Analysis of visible and microwave satellite data for snow mapping in Alaska

TitleAnalysis of visible and microwave satellite data for snow mapping in Alaska
Publication TypeConference Proceedings
Year of Conference1993
AuthorsHall, D. K., Benson C. S., and Chien J. Y. L.
Conference Name61st Annual Western Snow Conference
Series TitleProceedings of the 61st Annual Western Snow Conference
Date PublishedJune 1993
PublisherWestern Snow Conference
Conference LocationQuebec City, Quebec
KeywordsMicrowaves, Passive microwaves, Radiometers, Satellite, Snow cover

Analysis of passive microwave Defense Meteorological Satellite Program (DMSP) Special Sensor Microwave Imager (SSMI) data, in conjunction with Advanced Very High Resolution Radiometer (AVHRR), topographic data and vegetation maps has been undertaken for a period of time in 1989 in Alaska. The combined use of visible, near-infrared and microwave sensors to map snow will lead to an improved ability to map snow extent, albedo and water equivalent.

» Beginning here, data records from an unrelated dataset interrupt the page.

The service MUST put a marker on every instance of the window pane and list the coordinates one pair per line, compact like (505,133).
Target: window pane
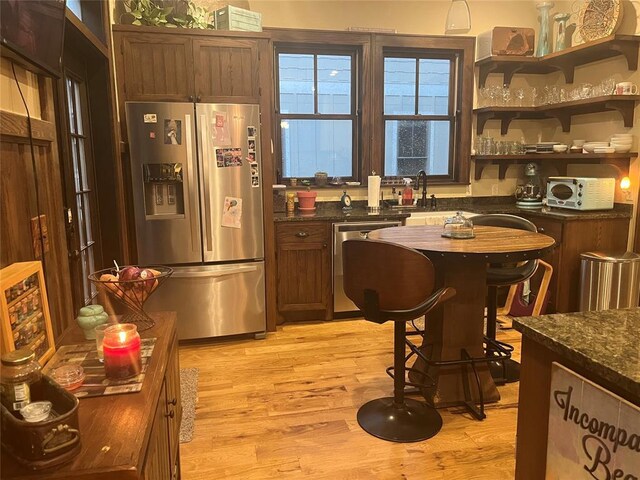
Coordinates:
(82,228)
(74,6)
(414,145)
(76,168)
(70,107)
(78,108)
(399,86)
(296,83)
(334,84)
(309,146)
(433,89)
(87,216)
(85,273)
(82,164)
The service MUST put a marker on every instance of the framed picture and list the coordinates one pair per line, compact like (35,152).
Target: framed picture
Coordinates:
(24,310)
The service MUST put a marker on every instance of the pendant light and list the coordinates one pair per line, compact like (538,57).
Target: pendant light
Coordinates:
(458,18)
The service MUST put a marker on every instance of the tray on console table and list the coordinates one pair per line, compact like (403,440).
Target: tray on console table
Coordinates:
(116,430)
(96,382)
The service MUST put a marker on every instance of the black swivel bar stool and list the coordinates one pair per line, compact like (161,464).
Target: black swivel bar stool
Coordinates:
(390,282)
(503,370)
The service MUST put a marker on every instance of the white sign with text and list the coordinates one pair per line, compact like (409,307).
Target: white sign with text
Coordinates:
(593,434)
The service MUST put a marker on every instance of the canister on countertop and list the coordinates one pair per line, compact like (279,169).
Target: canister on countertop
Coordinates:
(20,370)
(291,202)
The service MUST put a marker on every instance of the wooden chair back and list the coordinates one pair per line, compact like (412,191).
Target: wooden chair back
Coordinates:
(402,277)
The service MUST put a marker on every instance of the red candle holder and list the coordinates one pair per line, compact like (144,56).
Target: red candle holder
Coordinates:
(121,347)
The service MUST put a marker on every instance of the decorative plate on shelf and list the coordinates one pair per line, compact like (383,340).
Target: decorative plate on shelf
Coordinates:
(599,18)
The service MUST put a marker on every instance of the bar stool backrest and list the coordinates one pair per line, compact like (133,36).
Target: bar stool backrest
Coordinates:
(402,277)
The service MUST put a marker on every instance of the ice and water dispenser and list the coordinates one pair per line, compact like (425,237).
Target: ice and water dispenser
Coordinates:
(163,190)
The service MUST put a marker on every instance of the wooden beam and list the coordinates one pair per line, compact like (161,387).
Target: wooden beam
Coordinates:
(14,125)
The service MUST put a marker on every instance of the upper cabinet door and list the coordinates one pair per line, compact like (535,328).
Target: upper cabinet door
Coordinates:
(226,70)
(157,67)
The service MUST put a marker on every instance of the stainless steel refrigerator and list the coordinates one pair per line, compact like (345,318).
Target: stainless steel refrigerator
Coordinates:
(197,192)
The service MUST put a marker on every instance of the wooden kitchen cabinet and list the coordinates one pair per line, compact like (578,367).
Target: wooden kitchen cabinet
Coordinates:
(179,67)
(226,70)
(155,67)
(303,258)
(574,237)
(131,436)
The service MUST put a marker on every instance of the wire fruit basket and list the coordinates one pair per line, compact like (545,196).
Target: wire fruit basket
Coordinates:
(132,286)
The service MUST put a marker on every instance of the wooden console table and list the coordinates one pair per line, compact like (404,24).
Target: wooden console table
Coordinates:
(129,436)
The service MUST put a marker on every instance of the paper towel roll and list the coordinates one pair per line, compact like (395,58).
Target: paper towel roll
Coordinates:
(374,191)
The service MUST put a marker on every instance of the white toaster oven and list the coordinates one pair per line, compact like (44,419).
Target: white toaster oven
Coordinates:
(581,193)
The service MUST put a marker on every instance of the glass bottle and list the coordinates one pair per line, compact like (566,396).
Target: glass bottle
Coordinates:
(544,41)
(20,371)
(561,27)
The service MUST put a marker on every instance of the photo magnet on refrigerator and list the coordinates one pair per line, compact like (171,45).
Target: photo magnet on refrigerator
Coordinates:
(232,212)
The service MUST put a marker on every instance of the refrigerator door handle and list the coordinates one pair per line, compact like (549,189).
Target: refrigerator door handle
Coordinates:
(218,272)
(206,202)
(192,176)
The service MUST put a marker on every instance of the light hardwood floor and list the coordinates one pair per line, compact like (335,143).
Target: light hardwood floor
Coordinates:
(285,407)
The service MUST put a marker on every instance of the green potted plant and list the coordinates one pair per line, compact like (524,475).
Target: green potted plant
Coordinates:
(307,199)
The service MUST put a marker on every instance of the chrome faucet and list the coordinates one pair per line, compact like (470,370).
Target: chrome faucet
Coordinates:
(422,175)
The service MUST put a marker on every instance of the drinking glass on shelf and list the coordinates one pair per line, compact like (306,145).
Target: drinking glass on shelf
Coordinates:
(506,95)
(608,85)
(586,90)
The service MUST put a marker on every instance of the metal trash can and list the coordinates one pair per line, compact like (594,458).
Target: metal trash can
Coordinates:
(609,280)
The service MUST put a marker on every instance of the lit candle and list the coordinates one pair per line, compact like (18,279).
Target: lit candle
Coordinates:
(121,349)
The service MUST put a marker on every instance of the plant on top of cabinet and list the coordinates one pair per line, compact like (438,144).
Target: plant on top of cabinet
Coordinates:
(161,13)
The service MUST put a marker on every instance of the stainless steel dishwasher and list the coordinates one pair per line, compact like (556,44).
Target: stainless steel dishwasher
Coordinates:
(342,232)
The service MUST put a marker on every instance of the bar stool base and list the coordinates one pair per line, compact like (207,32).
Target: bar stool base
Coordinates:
(412,422)
(508,374)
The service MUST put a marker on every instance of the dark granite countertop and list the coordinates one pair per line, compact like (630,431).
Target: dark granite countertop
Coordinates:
(331,211)
(606,342)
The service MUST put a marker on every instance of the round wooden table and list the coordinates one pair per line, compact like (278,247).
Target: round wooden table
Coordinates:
(458,325)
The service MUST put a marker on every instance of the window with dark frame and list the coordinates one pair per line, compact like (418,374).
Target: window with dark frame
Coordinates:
(82,185)
(316,111)
(419,113)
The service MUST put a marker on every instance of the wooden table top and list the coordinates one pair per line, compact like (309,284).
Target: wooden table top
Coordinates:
(114,429)
(491,244)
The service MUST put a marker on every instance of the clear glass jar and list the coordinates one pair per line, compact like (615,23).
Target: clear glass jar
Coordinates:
(458,226)
(20,371)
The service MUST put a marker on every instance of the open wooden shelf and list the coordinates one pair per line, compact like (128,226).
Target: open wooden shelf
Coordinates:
(563,112)
(564,61)
(559,160)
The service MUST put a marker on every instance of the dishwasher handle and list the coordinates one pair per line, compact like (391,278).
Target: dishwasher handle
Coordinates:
(363,227)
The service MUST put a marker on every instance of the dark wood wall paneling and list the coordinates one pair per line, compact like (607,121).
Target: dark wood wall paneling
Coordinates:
(18,179)
(18,205)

Such data are available now from the AVHRR, and in the future, from the Earth Observing System Moderate Resolution Imaging Spectroradiometer (MODIS). Passive microwave sensors are necessary in order to augment visible and near-infrared sensors which cannot acquire data through cloud cover and darkness. Results show a strong dependence of the microwave brightness temperature on topography, and land cover. Also, the influence of persistent meteorological conditions on snow temperature is hypothesized as an explanation for a brightness-temperature anomaly observed during the winter in the northern foothills of the Brooks Range, Alaska.